Drużyna Jana Flankowicza nacierała wzdłuż asfaltowej drogi kryjąc się za żywopłotami, chcąc zajść niemieckie umocnienia z flanki. Natknęli się zabójczy ogień z działa przeciwlotniczego. Żywopłoty zostały ścięte, a kilka drzew zmieniło się w wióry, to samo stało się z dwoma polskimi żołnierzami. Działa niemieckie nie milkły. Pluły ogniem, nienawiść oplotła spadochroniarzy i w błyskawicznym tempie odbierała im życie. Ocalał tylko jeden żołnierz. Przygnieciony ogniem, nie był wstanie podjąć żadnych działań.


Pociski moździerzowe spadły wprost do niemieckiego okopu z działem przeciwlotniczym. Nikt nie ocalał.


- Tu sokół, tu sokół, Bocian słyszysz mnie
- …szum…szum…
- Poruczniku nie możemy połączyć się z sekcją moździerza
Pociski waliły z nieba ze starym namiarem. Kilka trafiło w niemieckie okopy zabierając życie hitlerowcom.



Zakończenie...
Porucznik Chomiczewski nie miał zamiaru się wycofać. Rozkaz, to rozkaz, lecz nie można wydawać rozkazów drużynom, które nie istniały lub były całkowicie rozbite. Niedobitki wycofały się do leśniczówki. Chomiczewski nie kontynuwał natarcia.

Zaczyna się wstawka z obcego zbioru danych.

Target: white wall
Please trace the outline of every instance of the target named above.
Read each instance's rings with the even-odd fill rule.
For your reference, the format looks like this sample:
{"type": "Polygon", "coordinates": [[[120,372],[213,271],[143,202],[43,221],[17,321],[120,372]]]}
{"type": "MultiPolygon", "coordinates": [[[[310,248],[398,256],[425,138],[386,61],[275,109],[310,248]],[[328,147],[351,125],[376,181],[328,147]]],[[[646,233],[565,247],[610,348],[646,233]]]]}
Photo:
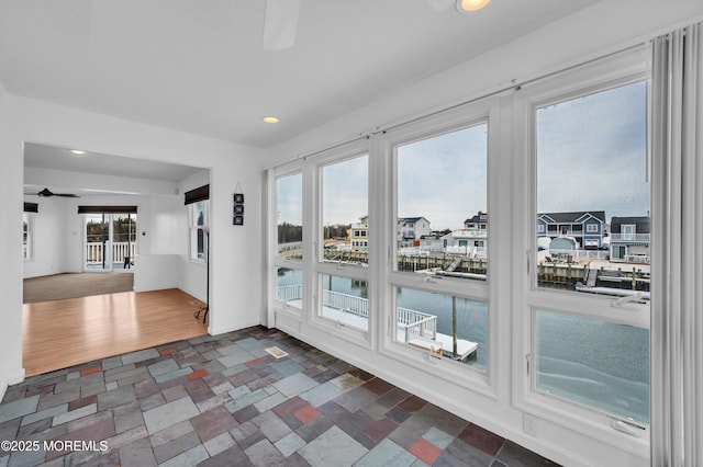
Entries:
{"type": "MultiPolygon", "coordinates": [[[[268,151],[267,162],[274,164],[290,159],[291,155],[314,152],[354,139],[359,134],[372,133],[378,127],[392,126],[509,88],[513,80],[520,82],[537,78],[640,44],[646,38],[702,18],[703,2],[700,0],[601,1],[550,26],[300,135],[268,151]]],[[[516,153],[522,156],[520,151],[516,153]]],[[[510,210],[512,194],[506,196],[509,197],[502,198],[500,205],[510,210]]],[[[514,367],[511,316],[518,312],[513,308],[521,300],[522,297],[501,297],[498,306],[494,307],[495,304],[491,303],[491,324],[498,327],[500,342],[500,351],[492,354],[492,358],[499,360],[498,371],[492,375],[496,381],[494,398],[467,390],[455,381],[428,378],[424,372],[403,365],[377,349],[355,345],[349,340],[339,339],[336,333],[321,331],[292,315],[277,314],[276,327],[560,464],[648,465],[648,445],[641,440],[628,440],[618,434],[591,437],[573,426],[542,418],[537,419],[536,436],[523,432],[523,412],[515,407],[511,385],[514,367]]],[[[375,341],[372,345],[381,345],[381,342],[375,341]]],[[[520,364],[522,361],[517,363],[520,364]]]]}
{"type": "MultiPolygon", "coordinates": [[[[209,183],[210,183],[210,173],[200,172],[181,181],[178,184],[178,192],[186,193],[190,190],[194,190],[199,186],[203,186],[209,183]]],[[[210,189],[212,190],[212,186],[210,189]]],[[[212,197],[212,191],[210,192],[210,194],[212,197]]],[[[183,228],[187,232],[186,236],[183,237],[185,250],[181,250],[180,252],[179,288],[192,295],[193,297],[198,298],[201,301],[207,301],[208,277],[205,274],[207,274],[208,265],[199,261],[191,261],[190,259],[190,218],[188,217],[188,209],[183,205],[182,195],[181,195],[181,203],[180,203],[179,209],[181,213],[181,216],[179,217],[179,223],[182,226],[181,228],[183,228]]],[[[211,206],[211,212],[210,212],[211,218],[209,219],[210,221],[213,220],[212,215],[213,215],[213,212],[211,206]]],[[[210,247],[211,247],[211,250],[213,250],[212,243],[210,244],[210,247]]],[[[214,257],[215,257],[215,253],[213,252],[212,257],[210,258],[211,264],[214,257]]],[[[210,270],[210,274],[212,274],[212,269],[210,270]]],[[[212,280],[212,276],[211,276],[211,280],[212,280]]],[[[212,282],[210,284],[210,291],[212,292],[212,282]]]]}
{"type": "Polygon", "coordinates": [[[4,267],[0,267],[0,396],[8,384],[24,378],[22,368],[22,143],[14,137],[12,96],[0,83],[0,155],[2,155],[2,174],[0,174],[0,195],[2,208],[0,223],[0,258],[4,267]],[[13,156],[14,155],[14,156],[13,156]],[[18,247],[20,247],[18,249],[18,247]]]}
{"type": "Polygon", "coordinates": [[[66,198],[52,197],[33,200],[38,204],[38,213],[33,217],[32,241],[33,255],[24,261],[24,277],[59,274],[66,272],[67,225],[66,217],[69,204],[66,198]]]}
{"type": "MultiPolygon", "coordinates": [[[[16,383],[22,368],[22,203],[23,141],[147,160],[198,164],[212,170],[213,223],[210,332],[220,333],[258,324],[261,288],[253,276],[263,275],[260,151],[242,145],[138,124],[105,115],[8,94],[0,87],[0,150],[3,170],[0,193],[0,272],[3,326],[0,327],[0,385],[16,383]],[[245,226],[232,226],[232,193],[237,182],[247,195],[245,226]],[[253,273],[254,272],[254,273],[253,273]]],[[[163,225],[168,224],[165,220],[163,225]]],[[[160,225],[160,226],[163,226],[160,225]]],[[[147,232],[148,236],[148,232],[147,232]]]]}

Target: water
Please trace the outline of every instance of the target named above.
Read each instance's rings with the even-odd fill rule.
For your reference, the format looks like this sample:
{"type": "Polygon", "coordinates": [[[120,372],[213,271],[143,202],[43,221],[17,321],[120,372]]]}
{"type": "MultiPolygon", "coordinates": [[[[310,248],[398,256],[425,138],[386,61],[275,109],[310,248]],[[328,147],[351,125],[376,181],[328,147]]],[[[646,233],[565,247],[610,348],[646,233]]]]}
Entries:
{"type": "MultiPolygon", "coordinates": [[[[279,285],[302,282],[301,271],[281,271],[279,285]]],[[[323,287],[330,289],[330,276],[323,287]]],[[[332,276],[332,291],[368,298],[366,283],[332,276]]],[[[451,335],[453,299],[398,288],[398,306],[437,316],[437,331],[451,335]]],[[[479,344],[468,363],[488,362],[488,305],[456,299],[457,337],[479,344]]],[[[649,423],[649,331],[556,312],[537,311],[536,386],[574,402],[649,423]]]]}

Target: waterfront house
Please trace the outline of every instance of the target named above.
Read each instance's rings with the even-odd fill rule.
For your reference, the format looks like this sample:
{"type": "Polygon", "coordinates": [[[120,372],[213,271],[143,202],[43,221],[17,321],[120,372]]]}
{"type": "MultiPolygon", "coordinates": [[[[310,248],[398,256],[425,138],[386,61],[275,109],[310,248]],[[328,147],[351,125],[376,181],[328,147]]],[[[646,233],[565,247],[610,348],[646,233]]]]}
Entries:
{"type": "Polygon", "coordinates": [[[611,261],[647,263],[650,258],[651,218],[613,217],[611,219],[611,261]]]}
{"type": "Polygon", "coordinates": [[[412,247],[415,241],[432,232],[429,220],[424,217],[401,217],[399,221],[403,246],[412,247]]]}
{"type": "MultiPolygon", "coordinates": [[[[315,453],[317,462],[309,464],[322,465],[322,456],[342,453],[348,454],[346,464],[368,455],[359,465],[392,459],[408,465],[458,465],[476,459],[481,465],[511,466],[534,459],[527,451],[563,466],[703,465],[703,356],[700,351],[681,353],[700,349],[696,342],[703,341],[701,314],[691,316],[695,307],[685,306],[703,301],[703,252],[696,247],[701,232],[693,215],[703,213],[696,192],[703,175],[700,157],[687,158],[685,163],[670,159],[701,153],[700,121],[682,122],[684,137],[673,132],[674,123],[700,112],[677,110],[676,104],[668,109],[661,101],[620,102],[617,109],[643,111],[638,121],[652,140],[643,145],[641,152],[650,156],[650,164],[616,163],[621,147],[607,146],[611,133],[604,132],[577,148],[578,163],[548,175],[582,203],[610,194],[598,180],[584,176],[585,167],[604,176],[620,176],[609,186],[615,191],[635,176],[649,175],[650,307],[636,299],[539,287],[538,254],[548,252],[535,251],[535,231],[542,238],[572,236],[582,248],[599,248],[606,219],[598,213],[580,213],[585,216],[582,219],[560,219],[559,213],[537,216],[537,174],[547,167],[538,166],[540,155],[535,149],[539,145],[533,130],[543,109],[579,103],[631,84],[654,91],[662,78],[677,77],[677,69],[700,72],[700,62],[685,60],[676,69],[661,70],[661,60],[655,60],[652,53],[672,43],[677,47],[671,56],[674,49],[685,50],[687,60],[696,50],[700,55],[703,46],[688,45],[701,36],[699,27],[685,34],[673,32],[701,22],[703,2],[492,0],[481,11],[459,14],[456,2],[447,0],[279,1],[300,3],[301,21],[292,48],[276,52],[261,47],[266,3],[0,2],[0,396],[5,396],[0,433],[3,441],[49,435],[110,440],[107,453],[70,453],[65,458],[59,452],[10,456],[0,451],[0,466],[94,465],[99,460],[123,466],[130,460],[135,465],[232,465],[233,459],[249,462],[247,454],[258,456],[259,464],[275,459],[304,464],[302,455],[315,453]],[[449,8],[440,11],[443,5],[449,8]],[[646,110],[651,115],[645,115],[646,110]],[[264,123],[261,117],[269,113],[277,113],[280,122],[264,123]],[[673,123],[667,119],[671,115],[677,116],[673,123]],[[657,130],[662,119],[671,132],[657,130]],[[435,169],[446,146],[433,146],[433,141],[477,127],[484,128],[476,134],[486,144],[468,141],[462,150],[467,156],[486,150],[486,180],[477,183],[476,172],[480,175],[482,170],[466,163],[467,170],[451,164],[451,173],[445,170],[438,176],[435,169]],[[426,152],[410,153],[423,144],[426,152]],[[596,158],[596,147],[605,148],[606,157],[596,158]],[[88,153],[78,156],[70,149],[88,153]],[[43,157],[34,159],[37,151],[43,157]],[[412,163],[401,158],[403,151],[414,157],[412,163]],[[336,187],[344,192],[334,198],[338,203],[331,207],[333,213],[324,212],[332,204],[325,204],[330,198],[324,197],[330,189],[325,182],[331,180],[323,176],[330,173],[326,169],[352,158],[366,158],[367,163],[348,180],[368,175],[364,178],[368,183],[341,183],[336,187]],[[412,181],[399,176],[409,166],[417,172],[412,181]],[[176,170],[183,168],[190,170],[187,175],[176,170]],[[687,179],[677,180],[677,173],[687,179]],[[400,194],[399,180],[408,182],[400,194]],[[202,201],[208,220],[198,225],[189,216],[192,209],[183,206],[183,193],[203,185],[210,189],[202,201]],[[45,186],[81,197],[24,195],[45,186]],[[469,186],[471,194],[486,186],[493,234],[486,280],[470,273],[437,277],[400,271],[395,261],[399,209],[436,223],[435,213],[459,198],[457,186],[469,186]],[[420,192],[439,194],[442,201],[423,205],[423,196],[413,197],[420,192]],[[242,198],[243,203],[234,202],[242,198]],[[348,225],[358,216],[349,217],[345,210],[348,200],[368,203],[358,212],[369,213],[372,220],[366,230],[372,241],[368,267],[325,262],[320,254],[323,224],[344,219],[348,225]],[[22,201],[40,204],[37,213],[27,214],[26,250],[20,240],[22,201]],[[135,286],[175,287],[192,300],[209,300],[207,332],[211,335],[178,349],[159,348],[175,351],[177,361],[155,351],[149,361],[137,364],[131,355],[131,360],[105,362],[110,366],[102,368],[62,369],[64,376],[47,375],[41,389],[22,385],[23,346],[32,341],[25,334],[22,280],[82,271],[86,217],[78,214],[78,203],[137,205],[135,286]],[[291,250],[294,254],[280,254],[277,248],[277,227],[283,223],[294,228],[295,242],[300,241],[291,250]],[[202,248],[210,255],[203,254],[200,239],[205,240],[202,248]],[[283,270],[301,277],[298,307],[286,306],[276,296],[283,270]],[[323,315],[323,286],[337,277],[367,287],[368,330],[323,315]],[[479,353],[486,353],[482,369],[435,358],[399,342],[394,304],[399,296],[412,294],[421,295],[428,307],[442,300],[453,310],[456,298],[486,310],[470,324],[486,330],[484,344],[479,346],[479,353]],[[571,323],[577,331],[609,332],[580,340],[582,345],[574,340],[585,332],[553,341],[556,345],[550,350],[557,356],[560,348],[578,350],[580,362],[540,358],[546,348],[538,339],[562,335],[565,328],[543,332],[545,317],[571,323]],[[248,339],[250,332],[237,334],[256,326],[286,337],[269,342],[274,331],[255,335],[264,341],[248,339]],[[681,326],[687,332],[680,332],[681,326]],[[633,330],[646,334],[643,345],[628,346],[632,341],[610,333],[633,330]],[[231,331],[232,342],[221,348],[217,340],[231,331]],[[263,368],[258,358],[272,360],[264,349],[289,340],[303,343],[290,345],[291,358],[274,362],[278,369],[263,368]],[[629,352],[609,352],[614,344],[629,352]],[[188,354],[192,346],[198,352],[188,354]],[[202,352],[212,358],[207,368],[197,358],[202,352]],[[243,358],[249,352],[257,360],[243,358]],[[602,362],[624,358],[651,369],[651,377],[631,384],[628,374],[601,372],[602,362]],[[320,365],[310,364],[313,360],[320,365]],[[168,365],[180,367],[174,372],[168,365]],[[349,374],[350,367],[361,371],[349,374]],[[194,371],[193,378],[182,376],[189,368],[194,371]],[[97,373],[83,376],[83,369],[97,373]],[[269,373],[264,375],[263,369],[269,373]],[[180,376],[166,381],[163,372],[180,376]],[[551,390],[551,384],[566,384],[577,390],[592,389],[591,401],[631,403],[632,391],[591,384],[589,378],[595,374],[646,392],[644,408],[651,407],[651,423],[635,423],[602,406],[551,390]],[[131,379],[136,376],[147,380],[137,387],[131,379]],[[63,377],[68,380],[56,383],[63,377]],[[88,384],[92,380],[98,383],[88,384]],[[310,389],[322,381],[321,390],[310,389]],[[353,391],[354,398],[337,396],[341,390],[353,391]],[[295,401],[277,410],[272,406],[282,392],[295,401]],[[70,394],[82,399],[68,401],[70,394]],[[377,399],[380,395],[382,399],[377,399]],[[371,398],[379,403],[366,405],[371,398]],[[238,410],[238,399],[257,402],[238,410]],[[223,408],[220,402],[225,400],[237,410],[223,408]],[[149,417],[143,417],[147,408],[149,417]],[[97,413],[89,414],[90,410],[97,413]],[[34,413],[27,415],[29,411],[34,413]],[[440,417],[447,423],[429,430],[426,421],[440,417]],[[335,421],[346,431],[330,428],[335,421]],[[503,438],[509,440],[505,445],[503,438]],[[299,447],[306,442],[314,444],[299,447]],[[174,454],[185,449],[178,457],[174,454]],[[90,458],[93,454],[104,457],[90,458]]],[[[672,64],[677,61],[671,57],[672,64]]],[[[701,77],[693,77],[690,88],[684,86],[691,90],[684,93],[687,100],[701,109],[701,77]]],[[[650,93],[661,100],[678,94],[650,93]]],[[[626,126],[620,115],[593,114],[611,123],[613,133],[626,126]]],[[[558,130],[546,136],[573,143],[558,130]]],[[[559,196],[558,191],[553,194],[559,196]]],[[[475,204],[461,201],[467,206],[455,216],[457,221],[475,204]]],[[[556,205],[559,200],[551,201],[556,205]]],[[[604,208],[593,202],[542,210],[588,207],[604,208]]],[[[419,262],[422,267],[427,267],[424,261],[419,262]]],[[[556,271],[556,281],[569,267],[544,269],[556,271]]],[[[110,307],[113,300],[101,301],[110,307]]],[[[127,318],[108,316],[116,329],[140,311],[137,306],[127,318]]],[[[53,324],[52,343],[66,329],[83,324],[56,317],[45,315],[53,324]]],[[[163,328],[167,324],[169,320],[164,319],[163,328]]],[[[111,350],[102,334],[88,334],[85,340],[111,350]]],[[[62,346],[53,348],[58,353],[62,346]]],[[[63,368],[74,365],[60,356],[55,360],[63,368]]]]}
{"type": "Polygon", "coordinates": [[[605,213],[602,210],[576,213],[542,213],[537,215],[537,238],[572,237],[587,250],[603,247],[605,213]]]}
{"type": "Polygon", "coordinates": [[[369,216],[364,216],[349,230],[352,251],[368,251],[369,249],[369,216]]]}
{"type": "Polygon", "coordinates": [[[473,217],[464,221],[464,228],[466,230],[486,231],[488,230],[488,213],[479,210],[473,217]]]}

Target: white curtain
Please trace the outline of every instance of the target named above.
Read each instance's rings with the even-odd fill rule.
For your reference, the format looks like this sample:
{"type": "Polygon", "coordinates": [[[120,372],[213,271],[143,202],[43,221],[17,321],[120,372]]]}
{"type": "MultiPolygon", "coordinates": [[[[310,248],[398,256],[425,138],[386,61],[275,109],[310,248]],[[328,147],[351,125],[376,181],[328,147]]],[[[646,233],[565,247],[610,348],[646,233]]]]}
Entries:
{"type": "Polygon", "coordinates": [[[652,42],[651,465],[703,466],[703,27],[652,42]]]}

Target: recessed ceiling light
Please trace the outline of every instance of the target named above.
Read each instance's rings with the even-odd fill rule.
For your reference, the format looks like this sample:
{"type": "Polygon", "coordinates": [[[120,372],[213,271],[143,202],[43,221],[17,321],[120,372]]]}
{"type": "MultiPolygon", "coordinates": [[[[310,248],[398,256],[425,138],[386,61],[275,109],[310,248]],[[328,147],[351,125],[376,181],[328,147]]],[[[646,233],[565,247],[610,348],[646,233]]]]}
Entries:
{"type": "Polygon", "coordinates": [[[457,10],[461,13],[476,11],[482,9],[490,2],[491,0],[457,0],[457,10]]]}

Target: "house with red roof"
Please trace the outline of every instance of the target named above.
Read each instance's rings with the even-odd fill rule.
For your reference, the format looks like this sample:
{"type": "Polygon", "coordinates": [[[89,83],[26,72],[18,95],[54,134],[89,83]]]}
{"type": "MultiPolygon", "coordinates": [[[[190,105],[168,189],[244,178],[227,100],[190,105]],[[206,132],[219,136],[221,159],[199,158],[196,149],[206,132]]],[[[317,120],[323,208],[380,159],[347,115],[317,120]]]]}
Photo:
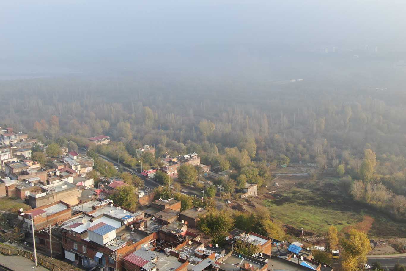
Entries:
{"type": "Polygon", "coordinates": [[[95,142],[96,146],[99,146],[103,144],[108,144],[110,142],[110,137],[107,136],[100,135],[93,138],[89,138],[88,139],[92,142],[95,142]]]}

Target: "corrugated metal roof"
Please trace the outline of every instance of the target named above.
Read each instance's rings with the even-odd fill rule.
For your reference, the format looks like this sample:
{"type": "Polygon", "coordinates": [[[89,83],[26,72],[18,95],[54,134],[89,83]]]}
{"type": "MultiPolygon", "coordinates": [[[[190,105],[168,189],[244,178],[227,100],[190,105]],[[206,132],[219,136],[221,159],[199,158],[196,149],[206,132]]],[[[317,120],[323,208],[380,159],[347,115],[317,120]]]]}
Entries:
{"type": "Polygon", "coordinates": [[[88,231],[91,231],[93,232],[95,232],[98,234],[100,234],[100,235],[104,235],[107,233],[108,233],[110,232],[115,231],[115,230],[116,228],[112,226],[108,225],[106,223],[103,223],[103,222],[100,222],[100,223],[96,224],[94,226],[92,226],[87,229],[87,230],[88,231]]]}
{"type": "Polygon", "coordinates": [[[140,267],[142,267],[149,262],[149,261],[143,259],[139,256],[134,254],[134,252],[124,258],[124,260],[140,267]]]}

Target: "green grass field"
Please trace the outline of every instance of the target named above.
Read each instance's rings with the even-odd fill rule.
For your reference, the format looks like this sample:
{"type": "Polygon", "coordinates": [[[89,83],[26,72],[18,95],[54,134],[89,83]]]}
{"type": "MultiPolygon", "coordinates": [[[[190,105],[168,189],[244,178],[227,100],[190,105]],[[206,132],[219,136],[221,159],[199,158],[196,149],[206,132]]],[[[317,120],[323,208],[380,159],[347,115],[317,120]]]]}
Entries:
{"type": "Polygon", "coordinates": [[[281,194],[280,198],[266,200],[264,205],[272,218],[296,228],[319,235],[333,225],[343,232],[354,227],[374,236],[406,236],[406,224],[354,203],[338,178],[303,182],[281,194]],[[365,225],[367,216],[372,218],[371,224],[365,225]]]}
{"type": "Polygon", "coordinates": [[[24,210],[31,210],[31,207],[17,200],[10,199],[8,197],[0,199],[0,210],[16,212],[20,208],[24,210]]]}

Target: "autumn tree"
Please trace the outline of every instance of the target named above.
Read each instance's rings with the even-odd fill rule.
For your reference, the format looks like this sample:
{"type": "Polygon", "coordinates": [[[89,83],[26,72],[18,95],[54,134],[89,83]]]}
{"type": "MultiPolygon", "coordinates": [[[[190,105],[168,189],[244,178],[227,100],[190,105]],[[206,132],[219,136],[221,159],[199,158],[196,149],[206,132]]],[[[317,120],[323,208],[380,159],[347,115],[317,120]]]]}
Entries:
{"type": "Polygon", "coordinates": [[[210,120],[201,120],[200,122],[199,122],[199,129],[200,129],[200,131],[203,135],[205,140],[206,140],[207,136],[212,134],[216,126],[210,120]]]}
{"type": "Polygon", "coordinates": [[[47,162],[47,157],[42,151],[32,152],[31,153],[31,159],[32,161],[38,162],[43,166],[47,162]]]}
{"type": "Polygon", "coordinates": [[[62,154],[60,147],[57,143],[48,145],[47,147],[46,153],[49,157],[58,157],[62,154]]]}
{"type": "Polygon", "coordinates": [[[242,189],[245,186],[245,184],[247,183],[247,177],[244,174],[240,174],[237,177],[235,180],[237,183],[237,186],[240,189],[242,189]]]}
{"type": "Polygon", "coordinates": [[[355,200],[362,201],[365,195],[365,185],[362,181],[355,181],[351,184],[350,193],[355,200]]]}
{"type": "Polygon", "coordinates": [[[369,239],[366,234],[354,228],[350,231],[348,239],[343,241],[341,247],[344,271],[356,270],[361,263],[366,262],[367,254],[371,251],[369,239]]]}
{"type": "Polygon", "coordinates": [[[360,174],[361,177],[365,181],[369,181],[375,171],[376,166],[376,157],[375,153],[369,149],[364,151],[364,160],[361,164],[360,174]]]}
{"type": "Polygon", "coordinates": [[[184,184],[192,184],[197,177],[197,172],[192,165],[184,164],[178,168],[178,177],[184,184]]]}
{"type": "Polygon", "coordinates": [[[338,237],[337,236],[337,228],[334,226],[330,226],[326,236],[326,250],[330,252],[337,248],[338,245],[338,237]]]}
{"type": "Polygon", "coordinates": [[[198,225],[200,230],[212,238],[213,243],[219,243],[223,242],[233,229],[234,219],[229,212],[212,209],[200,217],[198,225]]]}
{"type": "Polygon", "coordinates": [[[132,186],[124,186],[118,187],[117,190],[109,197],[117,205],[135,210],[138,204],[138,194],[132,186]]]}
{"type": "Polygon", "coordinates": [[[173,181],[169,175],[161,170],[157,171],[154,177],[158,182],[164,186],[170,186],[173,181]]]}

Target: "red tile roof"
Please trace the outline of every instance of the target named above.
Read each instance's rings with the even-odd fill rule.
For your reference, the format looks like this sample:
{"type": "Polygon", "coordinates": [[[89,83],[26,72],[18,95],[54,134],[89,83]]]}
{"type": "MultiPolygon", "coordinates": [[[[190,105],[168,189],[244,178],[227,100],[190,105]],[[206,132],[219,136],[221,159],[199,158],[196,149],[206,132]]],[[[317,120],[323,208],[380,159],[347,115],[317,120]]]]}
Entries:
{"type": "Polygon", "coordinates": [[[68,153],[68,154],[70,154],[72,156],[78,156],[79,155],[79,153],[73,151],[71,151],[71,152],[68,153]]]}
{"type": "Polygon", "coordinates": [[[143,266],[149,262],[149,261],[142,258],[139,256],[137,256],[134,253],[132,253],[124,258],[124,260],[134,264],[137,266],[142,267],[143,266]]]}
{"type": "Polygon", "coordinates": [[[43,214],[44,213],[46,213],[47,212],[45,212],[45,211],[44,211],[42,209],[37,209],[36,210],[33,210],[32,211],[31,211],[31,212],[27,212],[27,213],[26,213],[26,214],[29,214],[30,212],[32,213],[32,216],[37,216],[39,215],[40,214],[43,214]]]}
{"type": "Polygon", "coordinates": [[[89,140],[92,141],[98,141],[99,140],[101,140],[102,139],[106,139],[106,138],[110,138],[110,136],[93,136],[93,138],[88,138],[89,140]]]}
{"type": "Polygon", "coordinates": [[[119,187],[120,186],[127,186],[128,185],[125,183],[123,181],[114,181],[112,182],[108,186],[112,188],[116,189],[117,187],[119,187]]]}
{"type": "Polygon", "coordinates": [[[16,134],[17,134],[15,133],[3,133],[3,135],[4,136],[14,136],[16,134]]]}

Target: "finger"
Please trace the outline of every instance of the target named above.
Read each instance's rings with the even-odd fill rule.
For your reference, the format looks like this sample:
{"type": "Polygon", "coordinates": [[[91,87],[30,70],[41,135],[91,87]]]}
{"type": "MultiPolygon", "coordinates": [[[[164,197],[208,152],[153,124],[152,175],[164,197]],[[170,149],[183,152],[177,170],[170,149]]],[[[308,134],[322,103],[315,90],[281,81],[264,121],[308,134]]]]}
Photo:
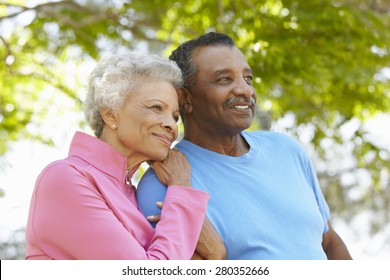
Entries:
{"type": "Polygon", "coordinates": [[[147,216],[146,219],[149,221],[149,222],[158,222],[160,221],[160,218],[161,216],[160,215],[150,215],[150,216],[147,216]]]}
{"type": "Polygon", "coordinates": [[[164,203],[162,201],[157,201],[156,202],[157,207],[160,208],[160,209],[162,209],[163,204],[164,203]]]}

Niemcy pod dowództwem Greguura i Risharda pozostali w okopach niosąc rannym pomoc. Paląc papierosy czekali na kolejnych aliantów.

5 komentarzy:

  1. Panu Chomiczewskiemu muszę pogratulować umiejętności raportowania;) Pomimo powagi, napięcia i strachu panującego na froncie (podczas gry) sam opis zawiera sporo humoru, co sprawia, że z przyjemnością się go czyta. Szczegółowa charakterystyka poszczególnych akcji sprawiła, że przeniosłam się na pole bitwy jako obserwator. Szkoda tylko, że Polakom tego dnia nie poszło zbyt dobrze. Ale... Co się odwlecze to nie uciecze;)

    Amarilla.

    OdpowiedzUsuń
  2. Fakt raport napisany bardzo fajnie choć nie przepadam za aż tak dalece idącą fabularyzacją ale co kto lubi.

    OdpowiedzUsuń
  3. Duży plus za szczegółowy i dokładny a jednocześnie ciekawy raport. Też żal, że to nie do nas należał dzień.

    OdpowiedzUsuń
  4. Das ist wunderbar Her Sławek.
    Blog się rozrasta a widzę, że nawet Niemcy wchodzą na twoją stronę.

    Doman

    OdpowiedzUsuń
  5. Dzięki za komentarze. Dziwnie się czułem grając, jak prawiczek :D Xardas tłumaczył zasady, a ja jak pień, nic do mnie nie docierało. Dopiero druga sprawiła gra, że załapałem zasady i szło mi znacznie lepiej i było bardziej dynamicznie. Postaram się wrzucić zdjęcia z drugiego scenariusza.